US 11,941,086 B2
Systems and methods for contrastive attention-supervised tuning
Ramprasaath Ramasamy Selvaraju, Atlanta, GA (US); and Nikhil Naik, Mountain View, CA (US)
Assigned to Salesforce, Inc., San Francisco, CA (US)
Filed by Salesforce, Inc., San Francisco, CA (US)
Filed on Mar. 22, 2021, as Appl. No. 17/209,011.
Claims priority of provisional application 63/114,484, filed on Nov. 16, 2020.

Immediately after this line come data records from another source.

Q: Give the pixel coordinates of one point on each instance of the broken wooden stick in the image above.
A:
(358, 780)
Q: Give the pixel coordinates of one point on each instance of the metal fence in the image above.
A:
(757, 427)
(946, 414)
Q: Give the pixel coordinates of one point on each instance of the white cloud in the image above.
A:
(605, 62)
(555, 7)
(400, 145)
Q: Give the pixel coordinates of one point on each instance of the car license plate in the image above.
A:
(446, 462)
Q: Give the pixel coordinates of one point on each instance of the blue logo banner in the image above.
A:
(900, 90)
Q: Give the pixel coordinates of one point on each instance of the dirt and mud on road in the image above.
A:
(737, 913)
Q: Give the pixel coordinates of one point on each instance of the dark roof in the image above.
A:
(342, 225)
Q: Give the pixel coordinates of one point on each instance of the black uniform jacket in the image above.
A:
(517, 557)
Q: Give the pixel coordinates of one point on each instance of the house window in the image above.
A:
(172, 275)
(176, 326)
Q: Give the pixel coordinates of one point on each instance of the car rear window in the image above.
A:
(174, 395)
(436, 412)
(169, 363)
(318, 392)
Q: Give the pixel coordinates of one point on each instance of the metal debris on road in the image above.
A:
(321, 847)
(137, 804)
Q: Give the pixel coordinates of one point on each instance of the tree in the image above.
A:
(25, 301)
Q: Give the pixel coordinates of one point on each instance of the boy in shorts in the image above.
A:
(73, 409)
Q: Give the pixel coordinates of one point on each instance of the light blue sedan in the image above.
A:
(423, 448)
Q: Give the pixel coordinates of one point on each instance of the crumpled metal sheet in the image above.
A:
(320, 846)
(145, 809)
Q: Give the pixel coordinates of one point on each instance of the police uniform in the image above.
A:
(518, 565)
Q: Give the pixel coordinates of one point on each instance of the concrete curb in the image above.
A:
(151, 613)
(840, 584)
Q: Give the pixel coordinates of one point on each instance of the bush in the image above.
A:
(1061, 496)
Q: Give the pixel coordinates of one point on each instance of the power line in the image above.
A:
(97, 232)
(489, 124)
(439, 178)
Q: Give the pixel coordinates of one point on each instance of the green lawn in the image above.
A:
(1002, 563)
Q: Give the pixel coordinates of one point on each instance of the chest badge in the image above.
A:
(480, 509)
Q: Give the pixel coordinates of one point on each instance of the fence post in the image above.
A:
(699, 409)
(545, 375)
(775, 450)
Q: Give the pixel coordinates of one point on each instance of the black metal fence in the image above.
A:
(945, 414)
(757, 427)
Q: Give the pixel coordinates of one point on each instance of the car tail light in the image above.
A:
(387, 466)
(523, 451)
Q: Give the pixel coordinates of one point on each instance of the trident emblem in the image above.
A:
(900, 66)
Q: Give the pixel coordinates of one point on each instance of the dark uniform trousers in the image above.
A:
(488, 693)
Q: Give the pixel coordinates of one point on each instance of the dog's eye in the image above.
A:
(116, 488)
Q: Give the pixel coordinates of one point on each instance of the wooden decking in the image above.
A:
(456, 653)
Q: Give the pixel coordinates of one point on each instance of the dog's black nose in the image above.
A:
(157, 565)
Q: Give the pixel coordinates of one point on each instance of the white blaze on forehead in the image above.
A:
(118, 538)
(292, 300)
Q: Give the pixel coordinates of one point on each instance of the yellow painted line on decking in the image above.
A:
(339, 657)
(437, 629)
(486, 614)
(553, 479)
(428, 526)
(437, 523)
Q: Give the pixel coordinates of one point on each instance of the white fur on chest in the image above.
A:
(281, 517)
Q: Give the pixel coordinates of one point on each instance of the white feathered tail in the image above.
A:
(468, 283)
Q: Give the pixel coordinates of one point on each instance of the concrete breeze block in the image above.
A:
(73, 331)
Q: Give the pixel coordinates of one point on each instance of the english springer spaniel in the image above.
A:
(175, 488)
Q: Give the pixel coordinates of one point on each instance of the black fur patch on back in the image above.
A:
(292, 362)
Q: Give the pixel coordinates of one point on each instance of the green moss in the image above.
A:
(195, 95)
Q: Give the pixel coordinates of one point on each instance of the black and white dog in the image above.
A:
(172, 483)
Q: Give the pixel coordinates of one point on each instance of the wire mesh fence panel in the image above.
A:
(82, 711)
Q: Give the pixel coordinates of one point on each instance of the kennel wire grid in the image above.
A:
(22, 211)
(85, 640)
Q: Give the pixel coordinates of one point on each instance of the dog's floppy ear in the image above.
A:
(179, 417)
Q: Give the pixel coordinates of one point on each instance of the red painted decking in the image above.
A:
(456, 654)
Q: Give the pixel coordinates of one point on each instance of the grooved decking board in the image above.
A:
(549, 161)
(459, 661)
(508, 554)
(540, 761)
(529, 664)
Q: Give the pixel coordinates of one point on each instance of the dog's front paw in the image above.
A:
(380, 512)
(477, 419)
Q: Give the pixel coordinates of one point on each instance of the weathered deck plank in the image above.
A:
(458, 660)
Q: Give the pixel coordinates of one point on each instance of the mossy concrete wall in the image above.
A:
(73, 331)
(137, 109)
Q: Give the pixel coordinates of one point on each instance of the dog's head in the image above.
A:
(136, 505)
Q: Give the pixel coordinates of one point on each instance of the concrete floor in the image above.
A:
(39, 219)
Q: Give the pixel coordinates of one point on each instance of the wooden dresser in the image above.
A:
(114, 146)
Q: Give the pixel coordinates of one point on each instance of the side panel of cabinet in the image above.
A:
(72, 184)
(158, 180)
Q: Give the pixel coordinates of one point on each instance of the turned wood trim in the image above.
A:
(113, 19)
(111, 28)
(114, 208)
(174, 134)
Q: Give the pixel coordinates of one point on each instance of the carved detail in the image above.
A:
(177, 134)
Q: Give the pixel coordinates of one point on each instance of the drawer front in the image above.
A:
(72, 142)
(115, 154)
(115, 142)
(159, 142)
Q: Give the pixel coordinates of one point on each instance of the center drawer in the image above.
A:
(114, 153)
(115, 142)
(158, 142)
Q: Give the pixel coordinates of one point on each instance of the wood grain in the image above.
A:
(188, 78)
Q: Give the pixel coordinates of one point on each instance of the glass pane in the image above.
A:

Prior Publication US 2022/0156527 A1, May 19, 2022
Int. Cl. G06F 18/21 (2023.01); G06F 17/16 (2006.01); G06F 18/214 (2023.01); G06N 3/045 (2023.01); G06N 3/084 (2023.01); G06N 3/10 (2006.01); G06T 7/194 (2017.01); G06V 10/25 (2022.01); G06V 10/46 (2022.01)
CPC G06F 18/2193 (2023.01) [G06F 17/16 (2013.01); G06F 18/214 (2023.01); G06N 3/045 (2023.01); G06N 3/084 (2013.01); G06N 3/10 (2013.01); G06T 7/194 (2017.01); G06V 10/25 (2022.01); G06V 10/462 (2022.01); G06T 2207/20084 (2013.01)] 20 Claims
OG exemplary drawing
 
1. A method for saliency-constrained random cropping of a training image, the method comprising:
receiving a training image sample for training a contrastive learning network;
generating, from the training image sample, a saliency map in a form of a binary mask indicating a plurality of salient regions in the training image sample;
generating a first random crop and a second random crop of the training image sample, both subject to a crop constraint that each of the first random crop and the second random crop overlaps with one or more salient regions in the saliency map for more than an area-overlap threshold;
sending the first random crop as a key and the second random crop as a query to the contrastive learning network;
computing a contrastive loss from the first random crop corresponding to the key and the second random crop corresponding to the query from the contrastive learning network; and
updating the contrastive learning network based at least in part on the contrastive loss.